Why did you create Civ World now? Why not create a new PC or console game, say another Civil War title?
We just recently released Civ 5 and we’re doing expansions for that — we’re in a good spot in terms of PC and console Civs. Two years ago we released Civ Revolution for consoles–we had a lot of fun developing that. Clearly Facebook has become a significant gaming platform in the last couple of years. It was very intriguing to see if we could bring Civ over to that platform, because of the many differences it had from single-player PC gaming. The new things it brought: the friends idea, the multiplayer/cooperative gaming, social aspect–these interesting things to play with, to add to Civ.
Did the concept of a Civ game on Facebook come from you or was this part of a larger initiative from your publisher 2K to create social games? It’s hard to ignore the success of Farmville and Cityville.

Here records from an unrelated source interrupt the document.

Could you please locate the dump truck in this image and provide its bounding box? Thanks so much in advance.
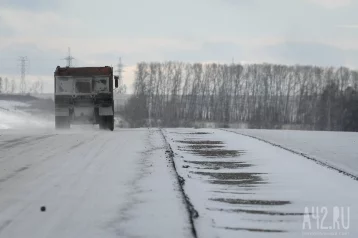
[54,66,118,131]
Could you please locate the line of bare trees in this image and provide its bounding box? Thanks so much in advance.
[0,77,44,94]
[123,62,358,130]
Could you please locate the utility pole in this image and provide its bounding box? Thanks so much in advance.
[116,57,124,83]
[63,47,75,67]
[115,57,125,94]
[19,56,28,93]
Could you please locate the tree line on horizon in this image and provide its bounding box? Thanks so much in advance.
[0,77,44,94]
[123,61,358,131]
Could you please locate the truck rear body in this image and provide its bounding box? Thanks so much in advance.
[54,66,114,130]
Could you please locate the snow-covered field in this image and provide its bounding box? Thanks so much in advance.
[165,129,358,237]
[0,100,54,130]
[225,129,358,177]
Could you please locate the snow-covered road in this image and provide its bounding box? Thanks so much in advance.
[165,129,358,238]
[0,129,192,238]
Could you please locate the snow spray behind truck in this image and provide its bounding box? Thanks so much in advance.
[54,66,118,131]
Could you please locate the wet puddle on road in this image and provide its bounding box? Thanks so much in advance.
[172,132,304,233]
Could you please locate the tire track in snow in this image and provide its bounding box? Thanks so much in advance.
[160,129,199,238]
[219,129,358,181]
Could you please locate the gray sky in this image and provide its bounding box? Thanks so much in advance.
[0,0,358,91]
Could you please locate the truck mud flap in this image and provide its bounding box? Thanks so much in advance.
[98,107,113,116]
[55,108,70,117]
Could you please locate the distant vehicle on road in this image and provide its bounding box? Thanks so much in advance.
[54,66,118,131]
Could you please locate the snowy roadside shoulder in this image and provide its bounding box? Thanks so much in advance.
[224,129,358,180]
[165,129,358,238]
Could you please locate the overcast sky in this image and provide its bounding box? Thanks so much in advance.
[0,0,358,91]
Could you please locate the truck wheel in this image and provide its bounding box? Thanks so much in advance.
[99,116,114,131]
[55,116,70,129]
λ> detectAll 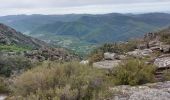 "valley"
[0,13,170,56]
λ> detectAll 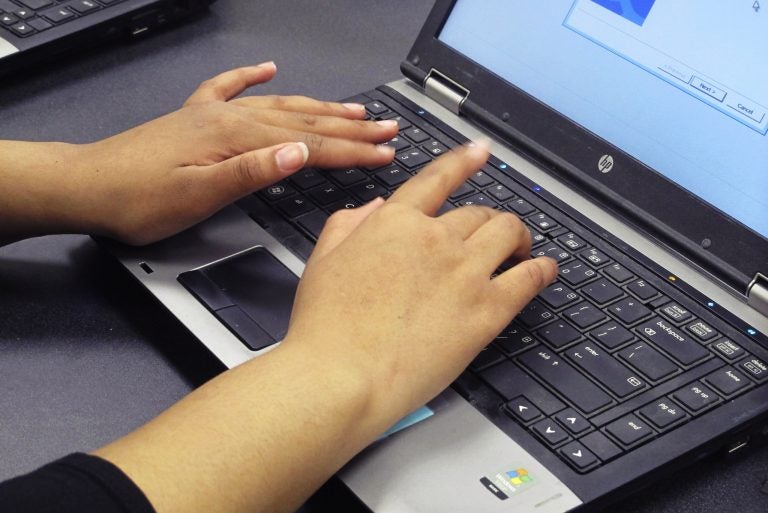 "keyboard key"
[606,298,653,326]
[638,397,688,431]
[531,419,571,446]
[618,342,679,381]
[560,442,599,471]
[519,349,613,415]
[605,414,654,446]
[581,278,624,305]
[504,396,543,424]
[589,321,635,349]
[555,408,592,435]
[566,343,646,398]
[704,367,752,397]
[672,381,720,413]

It was actually my idea. We started this a year and a half ago, so it was in the pretty early days of Facebook gaming. It was something that I wanted to do. Addressing these new elements was a lot of fun for me. The idea of a more massively-multiplayer Civ has been floating around for a long time. Facebook brought that missing piece, the infrastructure to connect with your friends. There is a big difference between signing on to a matchmaking site and getting paired up with 8 random people or jumping into a game where your friends are there to play along with you. Facebook brought that piece of the puzzle.
Looking at the growth of Facebook games and other social games, do you think traditional games from PC or consoles will need to emulate them?

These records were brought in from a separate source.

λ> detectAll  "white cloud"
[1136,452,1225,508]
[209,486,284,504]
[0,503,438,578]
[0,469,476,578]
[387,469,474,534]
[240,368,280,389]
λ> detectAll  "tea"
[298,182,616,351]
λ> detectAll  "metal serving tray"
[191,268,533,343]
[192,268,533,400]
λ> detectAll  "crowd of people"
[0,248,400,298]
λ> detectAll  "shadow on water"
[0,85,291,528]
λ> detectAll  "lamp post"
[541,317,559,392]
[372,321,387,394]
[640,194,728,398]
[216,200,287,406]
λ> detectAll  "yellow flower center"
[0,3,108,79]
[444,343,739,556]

We’ve been seeing a move in that direction. It’s become almost mandatory for there to be some kind of multiplayer component in PC games, where 10 years ago that wasn’t the case. I think we are seeing community becoming a mandatory feature, forums and place where you can go to share, whether it is scenarios or maps or whatever. I think that social and multiplatform, 24/7 game connectivity that you can check-in with your phone or you can check-in from your console or PC–that things are a little more connected, whatever device you have, you can get involved in whatever game you are playing–it’s one of those things on the horizon that’s just going to happen.
It has been 20 years since the original Civilization. Did you ever imagine that the series would last this long and evolve over the years in the way it has?
I did not imagine when we did the first Civ that it would be going strong 20 years later. I really have to thank the community, the players who have kept up the enthusiasm and kept sending us ideas-all the players sharing mods and scenarios and things like that. It’s incredibly gratifying to look back over 20 years and see that Civ has prospered and really grown up. It’s also interesting to see how Civ has changed in all the different iteration, all the different people who’ve had their impact on it. I’m really thankful. It’s an idea that we keep finding new and interesting ways to build on it.
We hope Civ World is just another chapter in the Civ story. In our mind it has been a success, to really explore a new space and try some new things. Now it’s up to the players to see what they like, what ideas they have. The fun thing about Facebook games is that they can evolve, the can grow, even once there are in wide release. A large part of the game development takes place even once the game the game is out there. We look forward to adding new things to it and make it even better.